Hey @Duarte_Palha, a few things that might help:
1. Ollama can’t read PDF binary data directly
The most common issue here is sending the raw PDF to Ollama. You need to extract the text first. If you’re using n8n v1.30+, there’s an Extract from File node that handles PDF text extraction natively — add it between your HTTP Request (that downloads the PDF) and the Ollama node.
2. Workflow structure that works
Webhook (receives PDF URL via Insomnia)
→ HTTP Request (downloads PDF, set Response Format to "File")
→ Extract from File (extracts text from PDF binary)

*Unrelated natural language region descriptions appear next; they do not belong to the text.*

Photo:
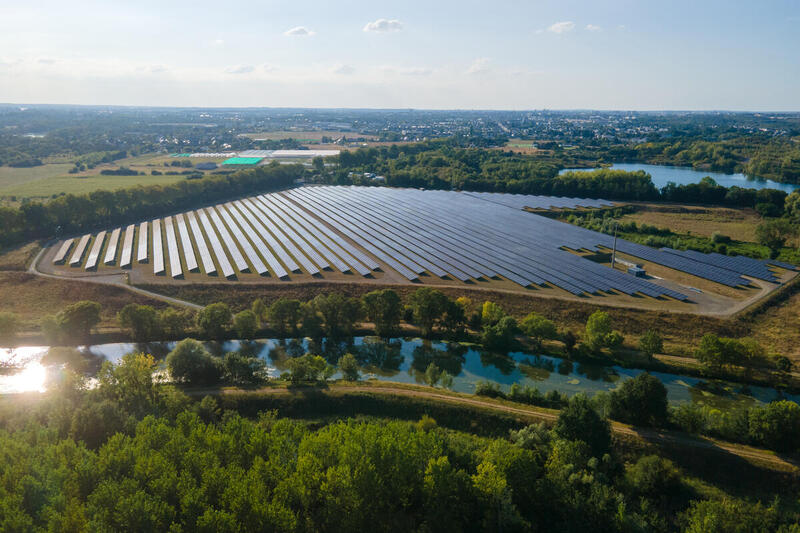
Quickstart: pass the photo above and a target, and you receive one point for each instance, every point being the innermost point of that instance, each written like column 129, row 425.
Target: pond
column 662, row 174
column 405, row 360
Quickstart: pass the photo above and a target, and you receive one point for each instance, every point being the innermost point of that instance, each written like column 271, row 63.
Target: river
column 405, row 360
column 662, row 174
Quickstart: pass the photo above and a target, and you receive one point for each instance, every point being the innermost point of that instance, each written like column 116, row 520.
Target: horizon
column 620, row 55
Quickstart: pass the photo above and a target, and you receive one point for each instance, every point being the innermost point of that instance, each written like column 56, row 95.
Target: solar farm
column 381, row 234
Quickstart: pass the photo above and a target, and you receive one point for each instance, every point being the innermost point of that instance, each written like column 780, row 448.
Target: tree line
column 135, row 454
column 69, row 214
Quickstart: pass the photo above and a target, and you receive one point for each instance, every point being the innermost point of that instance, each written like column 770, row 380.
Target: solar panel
column 227, row 240
column 270, row 240
column 94, row 253
column 111, row 251
column 172, row 249
column 186, row 244
column 276, row 268
column 264, row 218
column 127, row 247
column 205, row 255
column 77, row 255
column 158, row 250
column 141, row 254
column 219, row 252
column 249, row 251
column 61, row 254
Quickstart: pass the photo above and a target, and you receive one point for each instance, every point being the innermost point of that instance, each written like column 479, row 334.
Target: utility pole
column 614, row 252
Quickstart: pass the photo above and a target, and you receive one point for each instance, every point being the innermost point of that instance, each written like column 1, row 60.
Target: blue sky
column 601, row 54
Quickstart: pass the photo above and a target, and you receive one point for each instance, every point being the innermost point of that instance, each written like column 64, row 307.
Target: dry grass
column 678, row 329
column 738, row 224
column 19, row 258
column 33, row 297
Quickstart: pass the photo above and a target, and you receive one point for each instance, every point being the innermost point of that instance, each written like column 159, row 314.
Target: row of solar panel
column 423, row 233
column 262, row 235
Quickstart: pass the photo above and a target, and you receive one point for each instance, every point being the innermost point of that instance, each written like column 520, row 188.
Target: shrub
column 189, row 362
column 309, row 368
column 245, row 324
column 141, row 320
column 641, row 401
column 579, row 421
column 652, row 476
column 348, row 366
column 214, row 320
column 9, row 326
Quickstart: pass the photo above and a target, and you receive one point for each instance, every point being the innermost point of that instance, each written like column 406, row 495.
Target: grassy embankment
column 54, row 178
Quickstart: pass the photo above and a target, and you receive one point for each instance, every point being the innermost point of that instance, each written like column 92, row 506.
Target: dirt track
column 663, row 437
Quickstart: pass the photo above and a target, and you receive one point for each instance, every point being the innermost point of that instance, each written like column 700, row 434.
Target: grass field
column 738, row 224
column 36, row 297
column 54, row 178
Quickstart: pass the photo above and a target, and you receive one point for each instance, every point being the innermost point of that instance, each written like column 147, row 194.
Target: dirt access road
column 749, row 453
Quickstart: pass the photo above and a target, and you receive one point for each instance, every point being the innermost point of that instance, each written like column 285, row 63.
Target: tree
column 349, row 367
column 77, row 320
column 141, row 320
column 500, row 336
column 9, row 326
column 190, row 362
column 774, row 233
column 428, row 306
column 791, row 207
column 284, row 314
column 384, row 309
column 241, row 369
column 130, row 383
column 309, row 367
column 538, row 328
column 599, row 334
column 652, row 477
column 339, row 313
column 311, row 320
column 245, row 324
column 776, row 426
column 641, row 401
column 259, row 309
column 214, row 320
column 580, row 421
column 651, row 343
column 175, row 323
column 491, row 313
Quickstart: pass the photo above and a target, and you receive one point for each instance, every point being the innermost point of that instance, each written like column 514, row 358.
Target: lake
column 405, row 360
column 662, row 174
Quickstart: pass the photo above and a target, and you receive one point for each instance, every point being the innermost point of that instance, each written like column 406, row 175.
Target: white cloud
column 480, row 64
column 240, row 69
column 562, row 27
column 384, row 26
column 299, row 31
column 407, row 71
column 345, row 70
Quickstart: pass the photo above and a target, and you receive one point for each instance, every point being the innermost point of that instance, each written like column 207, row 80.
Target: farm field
column 54, row 178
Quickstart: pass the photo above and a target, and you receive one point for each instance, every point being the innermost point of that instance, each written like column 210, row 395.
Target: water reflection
column 403, row 360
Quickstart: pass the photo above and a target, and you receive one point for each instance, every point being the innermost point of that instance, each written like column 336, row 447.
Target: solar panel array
column 469, row 237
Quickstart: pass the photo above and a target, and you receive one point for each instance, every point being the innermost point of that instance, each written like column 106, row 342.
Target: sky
column 524, row 54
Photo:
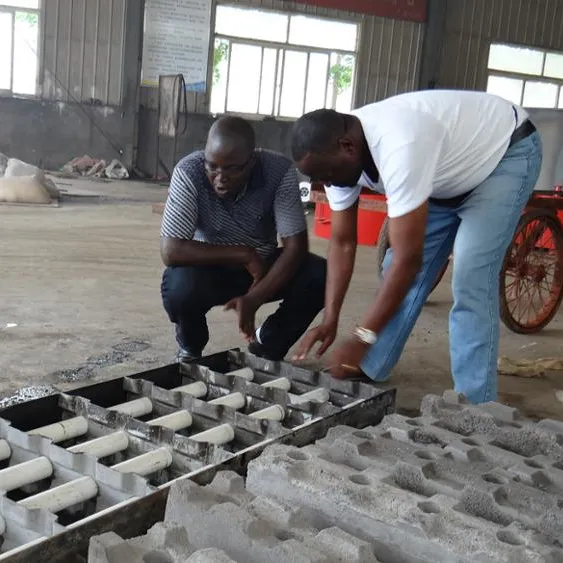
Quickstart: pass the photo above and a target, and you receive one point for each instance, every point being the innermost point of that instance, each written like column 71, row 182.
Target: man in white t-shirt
column 457, row 168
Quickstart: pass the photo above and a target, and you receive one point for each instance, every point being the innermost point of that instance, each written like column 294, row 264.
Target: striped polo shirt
column 269, row 206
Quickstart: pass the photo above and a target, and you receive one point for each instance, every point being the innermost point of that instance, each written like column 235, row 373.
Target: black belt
column 520, row 133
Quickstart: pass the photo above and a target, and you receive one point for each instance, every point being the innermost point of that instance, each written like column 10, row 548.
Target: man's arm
column 179, row 223
column 406, row 236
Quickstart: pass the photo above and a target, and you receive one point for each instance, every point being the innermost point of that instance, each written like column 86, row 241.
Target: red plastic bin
column 372, row 212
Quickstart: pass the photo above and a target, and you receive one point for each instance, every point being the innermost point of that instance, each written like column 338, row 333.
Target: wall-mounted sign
column 176, row 41
column 411, row 10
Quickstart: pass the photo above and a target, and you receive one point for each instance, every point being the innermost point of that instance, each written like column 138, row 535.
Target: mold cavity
column 359, row 479
column 470, row 442
column 494, row 479
column 429, row 507
column 421, row 454
column 297, row 456
column 506, row 536
column 533, row 464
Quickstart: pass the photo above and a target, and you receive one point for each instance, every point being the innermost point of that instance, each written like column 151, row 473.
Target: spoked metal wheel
column 383, row 245
column 531, row 280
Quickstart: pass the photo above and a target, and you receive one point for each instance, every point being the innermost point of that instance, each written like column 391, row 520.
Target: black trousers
column 189, row 292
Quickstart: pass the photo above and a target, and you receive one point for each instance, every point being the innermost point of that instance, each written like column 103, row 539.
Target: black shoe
column 257, row 349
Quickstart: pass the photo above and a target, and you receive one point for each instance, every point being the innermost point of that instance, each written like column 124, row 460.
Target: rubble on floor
column 460, row 483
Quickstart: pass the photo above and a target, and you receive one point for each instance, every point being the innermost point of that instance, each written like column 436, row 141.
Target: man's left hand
column 347, row 357
column 246, row 308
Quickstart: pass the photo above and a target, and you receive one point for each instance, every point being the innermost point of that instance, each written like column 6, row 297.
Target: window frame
column 9, row 93
column 281, row 49
column 526, row 77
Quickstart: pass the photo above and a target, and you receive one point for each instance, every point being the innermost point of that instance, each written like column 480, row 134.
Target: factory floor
column 80, row 298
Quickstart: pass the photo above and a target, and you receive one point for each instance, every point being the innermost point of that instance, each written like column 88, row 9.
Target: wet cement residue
column 120, row 353
column 27, row 394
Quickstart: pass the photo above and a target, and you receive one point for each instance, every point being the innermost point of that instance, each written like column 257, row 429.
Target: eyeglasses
column 231, row 170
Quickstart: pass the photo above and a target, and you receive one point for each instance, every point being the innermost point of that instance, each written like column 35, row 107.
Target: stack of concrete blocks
column 458, row 484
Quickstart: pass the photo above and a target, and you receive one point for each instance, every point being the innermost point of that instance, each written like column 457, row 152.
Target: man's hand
column 324, row 333
column 246, row 308
column 256, row 267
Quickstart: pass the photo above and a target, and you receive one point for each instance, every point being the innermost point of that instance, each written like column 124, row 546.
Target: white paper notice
column 176, row 41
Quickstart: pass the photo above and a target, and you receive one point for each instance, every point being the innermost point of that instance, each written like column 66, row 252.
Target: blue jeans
column 479, row 232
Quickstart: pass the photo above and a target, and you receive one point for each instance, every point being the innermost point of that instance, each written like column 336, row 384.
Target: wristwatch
column 365, row 335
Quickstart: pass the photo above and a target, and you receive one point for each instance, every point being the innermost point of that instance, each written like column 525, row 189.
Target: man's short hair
column 235, row 131
column 316, row 132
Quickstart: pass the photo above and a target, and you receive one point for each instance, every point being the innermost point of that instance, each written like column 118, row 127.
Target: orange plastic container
column 369, row 220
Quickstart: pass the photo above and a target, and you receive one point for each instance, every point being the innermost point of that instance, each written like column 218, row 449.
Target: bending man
column 226, row 207
column 457, row 169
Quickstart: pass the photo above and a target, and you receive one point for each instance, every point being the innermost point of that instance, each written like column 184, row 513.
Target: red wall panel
column 412, row 10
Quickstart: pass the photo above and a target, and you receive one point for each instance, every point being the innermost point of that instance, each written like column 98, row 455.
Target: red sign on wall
column 411, row 10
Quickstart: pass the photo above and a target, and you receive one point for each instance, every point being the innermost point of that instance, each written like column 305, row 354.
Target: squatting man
column 457, row 169
column 225, row 209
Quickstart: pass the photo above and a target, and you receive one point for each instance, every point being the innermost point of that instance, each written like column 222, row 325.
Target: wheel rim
column 533, row 273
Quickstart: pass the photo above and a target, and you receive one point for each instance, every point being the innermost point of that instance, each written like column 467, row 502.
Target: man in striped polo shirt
column 226, row 207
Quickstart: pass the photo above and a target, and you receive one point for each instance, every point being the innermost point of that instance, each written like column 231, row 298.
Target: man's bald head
column 231, row 134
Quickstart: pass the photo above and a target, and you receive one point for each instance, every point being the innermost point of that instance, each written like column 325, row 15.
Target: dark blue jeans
column 189, row 292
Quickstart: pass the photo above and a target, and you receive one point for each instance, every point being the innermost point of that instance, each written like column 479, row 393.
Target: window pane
column 293, row 85
column 220, row 71
column 25, row 53
column 540, row 95
column 553, row 65
column 516, row 59
column 268, row 85
column 253, row 24
column 318, row 32
column 244, row 78
column 32, row 4
column 508, row 88
column 5, row 51
column 317, row 81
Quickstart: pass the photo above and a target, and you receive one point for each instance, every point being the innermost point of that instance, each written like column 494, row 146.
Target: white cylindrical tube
column 64, row 430
column 319, row 395
column 137, row 407
column 148, row 463
column 63, row 496
column 5, row 451
column 103, row 446
column 25, row 473
column 197, row 389
column 281, row 383
column 275, row 412
column 234, row 400
column 245, row 373
column 219, row 435
column 175, row 421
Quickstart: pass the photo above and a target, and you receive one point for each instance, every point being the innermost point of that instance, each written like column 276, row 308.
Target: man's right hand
column 256, row 267
column 324, row 333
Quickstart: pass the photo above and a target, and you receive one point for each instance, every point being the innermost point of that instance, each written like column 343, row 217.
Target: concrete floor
column 81, row 303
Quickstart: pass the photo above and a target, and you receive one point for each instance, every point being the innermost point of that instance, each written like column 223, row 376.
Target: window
column 281, row 65
column 529, row 77
column 19, row 43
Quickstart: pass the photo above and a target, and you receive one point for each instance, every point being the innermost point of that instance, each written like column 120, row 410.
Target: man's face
column 228, row 169
column 340, row 168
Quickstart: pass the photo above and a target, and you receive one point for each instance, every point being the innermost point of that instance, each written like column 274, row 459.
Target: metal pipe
column 64, row 430
column 318, row 395
column 22, row 474
column 63, row 496
column 197, row 389
column 176, row 420
column 103, row 446
column 218, row 435
column 275, row 412
column 148, row 463
column 234, row 400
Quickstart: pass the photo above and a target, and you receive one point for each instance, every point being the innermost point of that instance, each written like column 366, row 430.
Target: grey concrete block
column 224, row 515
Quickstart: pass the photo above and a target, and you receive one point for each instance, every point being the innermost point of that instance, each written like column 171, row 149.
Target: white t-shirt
column 434, row 143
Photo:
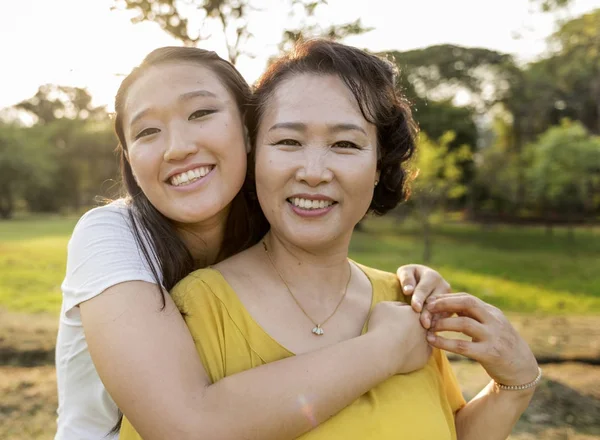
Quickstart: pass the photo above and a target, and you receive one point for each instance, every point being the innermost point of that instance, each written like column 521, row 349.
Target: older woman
column 330, row 135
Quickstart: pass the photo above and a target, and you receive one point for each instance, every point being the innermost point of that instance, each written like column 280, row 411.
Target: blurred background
column 506, row 204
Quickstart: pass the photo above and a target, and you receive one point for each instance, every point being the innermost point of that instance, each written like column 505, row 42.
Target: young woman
column 183, row 147
column 331, row 135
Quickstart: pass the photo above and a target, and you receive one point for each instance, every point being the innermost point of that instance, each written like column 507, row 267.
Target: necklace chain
column 318, row 329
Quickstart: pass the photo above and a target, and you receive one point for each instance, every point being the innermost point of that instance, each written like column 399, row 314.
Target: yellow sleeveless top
column 416, row 406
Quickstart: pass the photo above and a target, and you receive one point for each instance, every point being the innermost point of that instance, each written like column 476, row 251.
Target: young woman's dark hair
column 155, row 233
column 372, row 81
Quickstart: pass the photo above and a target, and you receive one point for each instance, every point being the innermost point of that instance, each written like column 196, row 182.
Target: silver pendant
column 318, row 330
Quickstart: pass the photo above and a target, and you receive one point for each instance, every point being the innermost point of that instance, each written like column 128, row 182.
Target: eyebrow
column 183, row 97
column 335, row 128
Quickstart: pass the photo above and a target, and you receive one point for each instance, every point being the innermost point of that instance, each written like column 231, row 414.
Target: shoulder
column 104, row 251
column 199, row 289
column 113, row 216
column 385, row 284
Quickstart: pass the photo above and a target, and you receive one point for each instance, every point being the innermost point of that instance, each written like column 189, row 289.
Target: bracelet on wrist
column 525, row 386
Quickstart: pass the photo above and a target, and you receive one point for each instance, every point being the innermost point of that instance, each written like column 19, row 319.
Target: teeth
column 310, row 204
column 190, row 176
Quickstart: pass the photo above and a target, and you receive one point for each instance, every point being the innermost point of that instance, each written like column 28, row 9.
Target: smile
column 190, row 176
column 310, row 204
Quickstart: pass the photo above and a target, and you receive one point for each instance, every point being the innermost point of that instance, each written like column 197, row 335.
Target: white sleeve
column 102, row 252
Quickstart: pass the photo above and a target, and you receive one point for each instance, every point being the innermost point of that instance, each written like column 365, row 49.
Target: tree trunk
column 426, row 241
column 518, row 137
column 6, row 204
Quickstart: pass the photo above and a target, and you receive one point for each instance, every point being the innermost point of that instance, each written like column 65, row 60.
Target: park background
column 506, row 204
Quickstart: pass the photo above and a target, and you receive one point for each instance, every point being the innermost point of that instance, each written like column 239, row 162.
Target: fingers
column 460, row 303
column 421, row 282
column 472, row 350
column 406, row 275
column 425, row 318
column 464, row 325
column 430, row 284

→ Basic LLM Chain + Ollama Chat Model (summarizes)
→ Respond to Webhook (returns result)
3. Use the built-in Ollama nodes instead of raw HTTP
Instead of calling http://localhost:11434/api/generate manually, use the Ollama Chat Model node (under AI > Language Models). It handles streaming, timeouts, and response parsing automatically. Connect it as a sub-node to a Basic LLM Chain node.
For the prompt in the Basic LLM Chain:
Summarize this resume. List key skills, years of experience, and education:
{{ $json.text }}
4. Docker networking
If n8n runs in Docker and Ollama on the host, make sure you started n8n with --add-host=host.docker.internal:host-gateway and set the Ollama credentials URL to http://host.docker.internal:11434 instead of localhost.
5. Timeout settings
Ollama on CPU can be slow for the first request (model loading). If you get timeout errors, go to the Ollama Chat Model node settings and increase the timeout to 120 seconds.
What specific error are you seeing? The screenshot shows “The service refused the connection” which usually means either Ollama isn’t running or the URL/port is wrong from inside Docker.